Legislator Matthew Luvera, R-Catskill, is pleased with the outcome.
“I’m extremely grateful to state DOT, our Greene County Highway Department and my colleagues in the Legislature that helped push for this project,” he said. “This is something that I’ve asked for the last couple years and for this to be a priority along Spring Street and West Bridge Street all the way up to 9W. We need smooth roadways for our people to drive on and also need to have the street look neat.”
The streets and section of Route 385 in the village are subject to heavy traffic, Luvera said.
“The road has been torn up the last couple of years and has been in disrepair,” he said. “It’s a heavily used road in the village used by many Greene County residents going to businesses on the west side.”
The repairs have been a long-time coming, Catskill Village President Vincent Seeley said.
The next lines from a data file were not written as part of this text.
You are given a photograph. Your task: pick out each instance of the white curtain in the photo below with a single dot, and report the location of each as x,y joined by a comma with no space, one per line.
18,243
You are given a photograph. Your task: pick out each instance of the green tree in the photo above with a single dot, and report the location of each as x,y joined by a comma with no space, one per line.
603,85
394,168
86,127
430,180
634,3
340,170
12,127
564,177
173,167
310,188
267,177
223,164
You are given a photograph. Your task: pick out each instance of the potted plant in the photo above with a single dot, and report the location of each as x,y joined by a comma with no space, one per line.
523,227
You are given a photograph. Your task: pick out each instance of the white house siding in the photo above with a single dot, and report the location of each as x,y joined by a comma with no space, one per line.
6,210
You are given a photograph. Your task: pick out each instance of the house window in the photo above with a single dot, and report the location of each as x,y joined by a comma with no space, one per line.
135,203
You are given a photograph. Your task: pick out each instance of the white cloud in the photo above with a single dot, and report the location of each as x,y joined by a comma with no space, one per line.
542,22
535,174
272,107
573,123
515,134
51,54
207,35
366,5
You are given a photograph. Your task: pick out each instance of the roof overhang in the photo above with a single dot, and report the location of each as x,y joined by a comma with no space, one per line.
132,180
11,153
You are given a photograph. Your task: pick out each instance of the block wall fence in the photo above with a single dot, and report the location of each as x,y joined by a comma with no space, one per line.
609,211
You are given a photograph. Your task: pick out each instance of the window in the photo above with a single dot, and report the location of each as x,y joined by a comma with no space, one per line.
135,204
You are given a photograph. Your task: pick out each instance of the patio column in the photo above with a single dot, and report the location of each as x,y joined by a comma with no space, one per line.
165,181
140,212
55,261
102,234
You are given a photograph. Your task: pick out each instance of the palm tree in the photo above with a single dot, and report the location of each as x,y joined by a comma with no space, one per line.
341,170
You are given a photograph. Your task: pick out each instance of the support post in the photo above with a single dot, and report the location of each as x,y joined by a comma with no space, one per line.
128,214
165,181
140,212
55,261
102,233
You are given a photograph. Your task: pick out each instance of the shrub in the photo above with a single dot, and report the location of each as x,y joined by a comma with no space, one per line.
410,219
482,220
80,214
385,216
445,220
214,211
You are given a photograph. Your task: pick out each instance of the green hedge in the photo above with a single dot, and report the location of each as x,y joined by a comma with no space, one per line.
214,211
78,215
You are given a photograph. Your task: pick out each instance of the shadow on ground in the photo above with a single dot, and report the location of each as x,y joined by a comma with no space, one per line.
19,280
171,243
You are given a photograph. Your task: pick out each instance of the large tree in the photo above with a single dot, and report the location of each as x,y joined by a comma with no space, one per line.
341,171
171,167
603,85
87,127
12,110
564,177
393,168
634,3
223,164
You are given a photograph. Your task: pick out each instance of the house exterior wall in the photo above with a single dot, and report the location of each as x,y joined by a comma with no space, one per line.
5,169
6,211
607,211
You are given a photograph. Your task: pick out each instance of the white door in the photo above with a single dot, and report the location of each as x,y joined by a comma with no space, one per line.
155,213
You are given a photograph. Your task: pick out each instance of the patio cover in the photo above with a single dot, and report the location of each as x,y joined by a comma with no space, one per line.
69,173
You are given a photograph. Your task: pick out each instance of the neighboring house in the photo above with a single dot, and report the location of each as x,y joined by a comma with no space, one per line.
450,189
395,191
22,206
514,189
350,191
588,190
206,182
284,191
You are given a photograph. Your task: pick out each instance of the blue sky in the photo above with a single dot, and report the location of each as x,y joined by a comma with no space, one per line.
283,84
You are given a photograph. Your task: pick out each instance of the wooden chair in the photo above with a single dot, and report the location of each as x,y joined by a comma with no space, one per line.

“West Bridge Street has been neglected for many years,” he said. “Being a state highway, our hands are tied to get it fixed. We are so happy for the work scheduled to be done and thank those who helped make it a reality.”
Seeley sees West Bridge Street as an integral highway for the village.
“We believe West Bridge Street is our link between the downtown business district and the box stores,” Seeley said. “It’s imperative that we make it as attractive and friendly as we can.”
Seeley hopes the work will commence after school is out for the summer, so there is less impact on traffic, he said.
In addition to addressing the roads, the village is also looking at infrastructure improvements, Seeley said.
The village experienced a series of water main breaks in January and February due to fluctuating temperatures and the age of the main.
“In our 2019 capital plan, we are looking to replace some of the oldest [water] lines,” Seeley said earlier this month.
Figures for the capital project have not been drawn up yet, as the village’s fiscal year begins in June.
Seeley wants to make infrastructure improvements before the roads are repaved, he said.